Обратно они вернулись по проложенной в сугробах колее тоже быстро. Бабка привела и сестру свою, бабу Лизавету, которую все, включая собственных правнуков, звали просто Лизанькой. Любили Лизаньку тоже все: другой такой озорницы при всех ее почтенных годах по всем окрестным деревням искать было бесполезно. Пока бабка раскладывала покупки по кухонным полкам и кладовой, Лизанька, Елисей и Катерина Ивановна задумали у самовара и вовсе чудное: пусть ребяты, то есть мы с Юркой, Рождество встретят по-старому. «Не то с ума вы все тут с тоски соскочите, мало вам последнюю дорогу снегом заваливает, так уж на людей скоро гавкать по дикости начнете», – уточнила Лизанька.

Канун еще неведомого советскому ребенку Рождества начинался и вовсе скучно. Лизанька с бабулей возились с тестом, готовили разные начинки для пирогов, перебирали снедь для праздничного ужина после поста – разговеться. Сами поели только пшенной кашки со жженым сахаром, но мне выдали густой компот из сушеной груши на меду. Объеденье! Печь истопили поздно, уж Катерина Ивановна пришла с заказанной сметаной (у бабули своей коровы уже не было), а березовые дрова еще думали загораться.

– А я уж дорожку до старой часовни вычистила. – Похвалилась Катерина Ивановна. – Ребята пойдут ровнехонько по дорожке.

Последнее ее замечание показалось интересным: куда мы можем пойти? Не на елку же в сельсовет за семнадцать километров?

– Вот и фонарь нашенский, старый на чердаке выискала, – продолжила гостья, – да стекол в нем нету, и железочки уж серебряной бумажкой от чая обернуть надо. У нас нету, я все маме травки, отвары для леченья делала, и сама их пить стала, чаю уж не брала давно…
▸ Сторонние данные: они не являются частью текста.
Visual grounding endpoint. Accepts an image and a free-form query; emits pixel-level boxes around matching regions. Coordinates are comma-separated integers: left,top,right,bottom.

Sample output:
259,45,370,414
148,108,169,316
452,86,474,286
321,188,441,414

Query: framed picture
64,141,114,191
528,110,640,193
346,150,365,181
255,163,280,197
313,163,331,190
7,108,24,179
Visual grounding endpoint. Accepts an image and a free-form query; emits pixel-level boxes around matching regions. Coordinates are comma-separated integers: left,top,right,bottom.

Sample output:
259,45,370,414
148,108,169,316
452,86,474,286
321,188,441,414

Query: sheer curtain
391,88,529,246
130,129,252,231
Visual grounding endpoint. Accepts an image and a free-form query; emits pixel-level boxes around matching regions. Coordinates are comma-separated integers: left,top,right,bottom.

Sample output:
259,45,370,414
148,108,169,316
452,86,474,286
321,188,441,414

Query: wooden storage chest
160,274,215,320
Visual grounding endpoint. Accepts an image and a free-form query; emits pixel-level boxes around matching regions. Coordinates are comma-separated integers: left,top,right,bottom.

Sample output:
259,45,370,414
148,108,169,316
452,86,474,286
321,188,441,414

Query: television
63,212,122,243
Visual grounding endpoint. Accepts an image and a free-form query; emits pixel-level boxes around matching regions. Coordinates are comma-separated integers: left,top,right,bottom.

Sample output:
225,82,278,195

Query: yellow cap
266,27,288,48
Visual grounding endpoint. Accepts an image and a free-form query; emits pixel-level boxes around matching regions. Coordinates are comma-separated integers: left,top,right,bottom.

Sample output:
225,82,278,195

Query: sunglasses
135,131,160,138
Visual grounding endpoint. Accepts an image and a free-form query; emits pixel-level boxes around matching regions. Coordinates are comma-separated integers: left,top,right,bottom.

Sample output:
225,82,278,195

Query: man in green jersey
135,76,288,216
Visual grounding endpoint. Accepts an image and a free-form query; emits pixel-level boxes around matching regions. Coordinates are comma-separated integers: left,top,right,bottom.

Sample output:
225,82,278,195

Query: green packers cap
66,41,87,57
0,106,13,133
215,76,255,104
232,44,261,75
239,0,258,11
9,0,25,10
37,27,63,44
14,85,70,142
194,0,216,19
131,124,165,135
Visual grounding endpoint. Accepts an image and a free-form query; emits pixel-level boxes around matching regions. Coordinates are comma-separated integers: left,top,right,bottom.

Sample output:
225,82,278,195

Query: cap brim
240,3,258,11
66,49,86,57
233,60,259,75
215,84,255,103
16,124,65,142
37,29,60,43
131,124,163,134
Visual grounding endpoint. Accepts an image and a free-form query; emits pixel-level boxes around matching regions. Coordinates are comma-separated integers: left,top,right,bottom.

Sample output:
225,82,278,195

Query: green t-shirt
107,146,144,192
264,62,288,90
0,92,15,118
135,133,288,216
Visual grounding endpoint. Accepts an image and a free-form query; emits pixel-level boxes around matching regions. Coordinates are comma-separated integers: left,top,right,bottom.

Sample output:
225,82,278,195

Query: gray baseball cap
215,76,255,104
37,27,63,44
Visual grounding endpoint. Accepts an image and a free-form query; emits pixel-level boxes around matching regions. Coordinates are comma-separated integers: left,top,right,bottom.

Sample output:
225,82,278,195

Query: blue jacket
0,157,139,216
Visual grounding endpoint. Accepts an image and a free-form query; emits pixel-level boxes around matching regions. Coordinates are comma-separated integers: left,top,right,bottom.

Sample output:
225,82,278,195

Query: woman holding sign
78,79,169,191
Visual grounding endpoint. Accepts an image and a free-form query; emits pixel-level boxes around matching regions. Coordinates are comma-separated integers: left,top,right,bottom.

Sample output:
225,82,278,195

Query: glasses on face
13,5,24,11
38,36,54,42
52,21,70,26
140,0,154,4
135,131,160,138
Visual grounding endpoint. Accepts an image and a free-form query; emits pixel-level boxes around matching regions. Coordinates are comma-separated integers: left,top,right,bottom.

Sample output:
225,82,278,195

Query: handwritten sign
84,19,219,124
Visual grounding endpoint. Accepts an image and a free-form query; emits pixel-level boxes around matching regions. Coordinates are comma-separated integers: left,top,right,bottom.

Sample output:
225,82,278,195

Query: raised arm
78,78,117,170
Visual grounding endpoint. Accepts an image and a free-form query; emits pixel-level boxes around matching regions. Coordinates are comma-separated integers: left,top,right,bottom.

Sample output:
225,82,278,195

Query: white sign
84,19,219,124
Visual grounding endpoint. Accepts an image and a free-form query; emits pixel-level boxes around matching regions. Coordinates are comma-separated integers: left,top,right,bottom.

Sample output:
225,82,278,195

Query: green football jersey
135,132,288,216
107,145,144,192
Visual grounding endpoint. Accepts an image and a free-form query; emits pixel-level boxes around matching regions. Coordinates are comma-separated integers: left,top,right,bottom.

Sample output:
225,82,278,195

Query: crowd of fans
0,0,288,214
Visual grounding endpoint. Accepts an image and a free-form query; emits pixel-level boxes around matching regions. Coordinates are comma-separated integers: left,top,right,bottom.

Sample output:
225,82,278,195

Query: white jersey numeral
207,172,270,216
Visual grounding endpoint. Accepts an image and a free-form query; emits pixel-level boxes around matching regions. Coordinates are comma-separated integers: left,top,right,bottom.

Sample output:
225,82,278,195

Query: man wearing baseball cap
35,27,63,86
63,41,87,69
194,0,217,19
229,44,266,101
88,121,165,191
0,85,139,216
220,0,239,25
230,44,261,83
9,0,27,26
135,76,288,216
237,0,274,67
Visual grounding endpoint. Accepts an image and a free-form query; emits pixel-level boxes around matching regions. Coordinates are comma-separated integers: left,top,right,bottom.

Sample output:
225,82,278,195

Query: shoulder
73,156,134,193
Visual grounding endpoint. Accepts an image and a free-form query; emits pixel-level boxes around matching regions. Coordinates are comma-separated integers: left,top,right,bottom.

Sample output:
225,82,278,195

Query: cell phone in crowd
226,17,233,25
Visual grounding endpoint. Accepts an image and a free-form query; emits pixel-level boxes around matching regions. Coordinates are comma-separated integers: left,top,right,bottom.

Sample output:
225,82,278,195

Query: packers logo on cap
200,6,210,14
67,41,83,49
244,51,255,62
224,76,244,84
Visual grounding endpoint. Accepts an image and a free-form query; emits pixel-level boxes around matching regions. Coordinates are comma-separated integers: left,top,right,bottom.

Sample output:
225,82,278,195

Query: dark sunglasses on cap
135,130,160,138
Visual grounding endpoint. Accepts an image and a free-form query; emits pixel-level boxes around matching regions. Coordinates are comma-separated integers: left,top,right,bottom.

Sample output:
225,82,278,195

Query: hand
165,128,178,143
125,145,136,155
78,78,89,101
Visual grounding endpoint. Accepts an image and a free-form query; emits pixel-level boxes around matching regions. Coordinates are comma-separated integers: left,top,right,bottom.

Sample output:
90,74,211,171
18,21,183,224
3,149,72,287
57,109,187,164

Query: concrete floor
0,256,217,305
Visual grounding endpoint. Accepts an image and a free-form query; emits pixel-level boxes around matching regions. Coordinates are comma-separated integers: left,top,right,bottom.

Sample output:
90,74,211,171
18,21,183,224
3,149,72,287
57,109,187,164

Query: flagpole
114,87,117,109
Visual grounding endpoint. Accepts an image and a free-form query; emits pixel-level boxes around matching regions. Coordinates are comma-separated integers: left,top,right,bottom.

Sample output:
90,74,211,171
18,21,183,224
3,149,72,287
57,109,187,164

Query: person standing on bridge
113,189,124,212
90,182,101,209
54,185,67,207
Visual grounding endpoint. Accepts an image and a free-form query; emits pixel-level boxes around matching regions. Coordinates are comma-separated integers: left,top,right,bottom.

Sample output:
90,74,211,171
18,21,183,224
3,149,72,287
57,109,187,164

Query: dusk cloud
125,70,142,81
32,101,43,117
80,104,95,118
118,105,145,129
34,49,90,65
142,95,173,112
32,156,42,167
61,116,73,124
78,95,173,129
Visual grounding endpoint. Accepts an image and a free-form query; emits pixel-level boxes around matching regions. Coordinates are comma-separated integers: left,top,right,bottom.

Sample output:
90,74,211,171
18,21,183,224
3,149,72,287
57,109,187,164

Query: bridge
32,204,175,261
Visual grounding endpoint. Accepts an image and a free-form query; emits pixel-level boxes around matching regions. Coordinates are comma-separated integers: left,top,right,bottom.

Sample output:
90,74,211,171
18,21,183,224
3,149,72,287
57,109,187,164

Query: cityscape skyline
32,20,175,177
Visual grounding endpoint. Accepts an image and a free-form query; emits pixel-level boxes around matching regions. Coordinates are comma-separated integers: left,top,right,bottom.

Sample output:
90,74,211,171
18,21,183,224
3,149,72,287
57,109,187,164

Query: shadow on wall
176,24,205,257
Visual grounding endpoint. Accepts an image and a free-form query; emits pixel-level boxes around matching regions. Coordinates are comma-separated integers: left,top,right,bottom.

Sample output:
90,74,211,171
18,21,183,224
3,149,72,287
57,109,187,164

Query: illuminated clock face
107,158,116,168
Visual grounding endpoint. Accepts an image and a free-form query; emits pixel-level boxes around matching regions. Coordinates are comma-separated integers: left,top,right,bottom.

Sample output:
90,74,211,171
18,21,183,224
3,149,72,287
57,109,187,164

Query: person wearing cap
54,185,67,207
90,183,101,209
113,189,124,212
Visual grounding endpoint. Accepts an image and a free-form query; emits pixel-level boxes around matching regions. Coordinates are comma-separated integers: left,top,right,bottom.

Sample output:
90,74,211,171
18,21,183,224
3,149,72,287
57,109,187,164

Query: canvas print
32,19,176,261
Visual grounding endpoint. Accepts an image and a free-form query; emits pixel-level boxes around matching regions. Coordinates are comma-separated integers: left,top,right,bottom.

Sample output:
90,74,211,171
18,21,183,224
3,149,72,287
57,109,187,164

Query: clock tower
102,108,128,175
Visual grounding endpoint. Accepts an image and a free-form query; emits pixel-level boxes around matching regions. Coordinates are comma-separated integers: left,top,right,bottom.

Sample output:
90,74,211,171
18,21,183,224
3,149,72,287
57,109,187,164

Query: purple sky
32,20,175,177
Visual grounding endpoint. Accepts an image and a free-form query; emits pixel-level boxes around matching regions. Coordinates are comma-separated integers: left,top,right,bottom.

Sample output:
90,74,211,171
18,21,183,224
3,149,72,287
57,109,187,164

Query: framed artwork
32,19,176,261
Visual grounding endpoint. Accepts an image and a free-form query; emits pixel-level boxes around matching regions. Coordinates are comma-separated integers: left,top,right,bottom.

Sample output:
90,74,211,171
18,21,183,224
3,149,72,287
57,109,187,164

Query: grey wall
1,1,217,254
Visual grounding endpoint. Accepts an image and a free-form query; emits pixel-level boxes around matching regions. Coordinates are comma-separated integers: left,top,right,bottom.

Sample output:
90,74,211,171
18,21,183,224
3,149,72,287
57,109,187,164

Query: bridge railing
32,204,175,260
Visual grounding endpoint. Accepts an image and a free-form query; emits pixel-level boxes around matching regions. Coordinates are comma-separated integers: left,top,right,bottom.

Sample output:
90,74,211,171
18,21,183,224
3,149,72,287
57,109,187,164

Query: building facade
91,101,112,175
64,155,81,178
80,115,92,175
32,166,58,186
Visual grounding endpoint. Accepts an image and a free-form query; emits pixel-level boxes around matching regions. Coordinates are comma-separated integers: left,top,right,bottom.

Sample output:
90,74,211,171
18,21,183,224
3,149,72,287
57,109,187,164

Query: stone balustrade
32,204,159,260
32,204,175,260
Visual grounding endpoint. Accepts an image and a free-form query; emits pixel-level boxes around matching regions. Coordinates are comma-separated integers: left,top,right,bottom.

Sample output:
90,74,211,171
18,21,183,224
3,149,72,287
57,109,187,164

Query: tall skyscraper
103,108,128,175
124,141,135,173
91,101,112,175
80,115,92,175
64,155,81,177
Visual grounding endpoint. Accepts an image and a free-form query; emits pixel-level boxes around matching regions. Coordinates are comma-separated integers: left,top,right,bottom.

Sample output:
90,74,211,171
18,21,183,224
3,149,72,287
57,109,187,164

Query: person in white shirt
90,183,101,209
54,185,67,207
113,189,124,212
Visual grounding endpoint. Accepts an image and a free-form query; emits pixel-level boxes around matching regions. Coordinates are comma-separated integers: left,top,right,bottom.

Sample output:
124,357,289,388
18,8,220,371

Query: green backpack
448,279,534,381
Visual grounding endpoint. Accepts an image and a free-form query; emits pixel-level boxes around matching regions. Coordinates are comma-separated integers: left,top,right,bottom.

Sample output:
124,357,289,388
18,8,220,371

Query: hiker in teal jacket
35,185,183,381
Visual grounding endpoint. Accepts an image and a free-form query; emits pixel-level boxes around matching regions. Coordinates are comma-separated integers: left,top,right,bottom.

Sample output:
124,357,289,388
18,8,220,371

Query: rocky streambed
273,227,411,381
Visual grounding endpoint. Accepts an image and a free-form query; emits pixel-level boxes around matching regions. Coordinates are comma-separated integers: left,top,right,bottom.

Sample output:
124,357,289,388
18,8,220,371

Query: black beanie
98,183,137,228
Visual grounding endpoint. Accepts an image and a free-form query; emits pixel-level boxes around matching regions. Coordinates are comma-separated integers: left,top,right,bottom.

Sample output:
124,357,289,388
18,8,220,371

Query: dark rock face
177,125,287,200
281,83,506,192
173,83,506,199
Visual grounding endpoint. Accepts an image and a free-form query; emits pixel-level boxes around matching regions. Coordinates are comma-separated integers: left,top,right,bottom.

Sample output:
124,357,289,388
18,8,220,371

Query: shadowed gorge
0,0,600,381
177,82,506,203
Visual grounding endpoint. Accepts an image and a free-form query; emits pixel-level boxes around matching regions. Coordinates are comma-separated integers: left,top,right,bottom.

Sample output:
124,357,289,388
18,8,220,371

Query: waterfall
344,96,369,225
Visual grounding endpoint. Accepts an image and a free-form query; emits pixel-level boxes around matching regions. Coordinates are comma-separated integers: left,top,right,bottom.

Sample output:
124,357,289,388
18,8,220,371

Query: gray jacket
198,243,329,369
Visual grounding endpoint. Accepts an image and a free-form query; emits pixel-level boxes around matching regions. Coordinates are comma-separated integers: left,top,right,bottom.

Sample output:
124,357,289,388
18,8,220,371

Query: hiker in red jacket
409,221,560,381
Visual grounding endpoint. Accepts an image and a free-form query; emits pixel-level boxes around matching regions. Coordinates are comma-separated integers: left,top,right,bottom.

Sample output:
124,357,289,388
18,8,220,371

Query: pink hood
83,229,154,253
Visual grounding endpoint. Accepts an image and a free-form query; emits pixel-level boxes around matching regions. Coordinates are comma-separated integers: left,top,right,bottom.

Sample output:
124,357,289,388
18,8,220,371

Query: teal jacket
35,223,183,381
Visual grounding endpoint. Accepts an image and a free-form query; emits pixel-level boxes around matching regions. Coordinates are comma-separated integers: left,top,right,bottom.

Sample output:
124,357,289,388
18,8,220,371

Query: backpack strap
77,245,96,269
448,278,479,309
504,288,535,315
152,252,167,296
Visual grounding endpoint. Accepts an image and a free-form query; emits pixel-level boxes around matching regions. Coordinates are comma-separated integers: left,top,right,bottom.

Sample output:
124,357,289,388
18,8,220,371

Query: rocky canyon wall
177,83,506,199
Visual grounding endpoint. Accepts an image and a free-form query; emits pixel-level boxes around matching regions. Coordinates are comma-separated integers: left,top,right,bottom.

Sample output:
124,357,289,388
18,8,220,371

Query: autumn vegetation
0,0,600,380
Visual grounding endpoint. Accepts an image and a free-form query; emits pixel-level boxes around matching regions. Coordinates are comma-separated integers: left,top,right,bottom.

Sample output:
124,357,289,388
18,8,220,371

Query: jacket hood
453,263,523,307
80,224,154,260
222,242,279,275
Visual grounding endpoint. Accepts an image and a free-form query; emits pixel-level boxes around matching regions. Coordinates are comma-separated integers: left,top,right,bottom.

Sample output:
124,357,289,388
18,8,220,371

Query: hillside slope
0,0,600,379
Лечились в нашем медвежьем углу старыми проверенными методами: парились на снопах в баньке, растирались жиром, пили отвары, да настойки. У Катерины Ивановны, самой молодой в деревне, хворала параличом мать, врач, как-то приехавший из района, сказал, что улучшения ожидать вряд ли стоит, но Катерина Ивановна не сдавалась, применила все деревенские премудрости, и лежащей пластом старухе полегчало: задвигалась рука, стала переворачиваться с боку на бок в постели.

Лизанька проверила фонарь, показала и мне его металлические пруточки, после чего ловко насадила штуку на палку, крепко скрутила развалюху проволокой и наказала обмотать все полосками бумаги от чая. Катерина Ивановна согласно кивнула головой, посчитав свою миссию выполненной. Нашла Лизанька и аптечный пузырек в сарае, налила простого масла, протащила сквозь какую-то железку фитилек, подожгла: как горит? В ее умелых руках вещи становились послушными, фитилек горел ровно. Она еще чего-то оправила и вновь проволокой прикрутила пузырек на место в фонаре на палке.

– Ветром задует, – раскритиковала все бабка. Однако из старой плетенки в голбце достала круглое стекло керосиновой лампы с отбитым концом. – Что ругалась, мол, всякую рухлядь хранишь, – напустилась на Лизаньку, – а вот и пригодилось!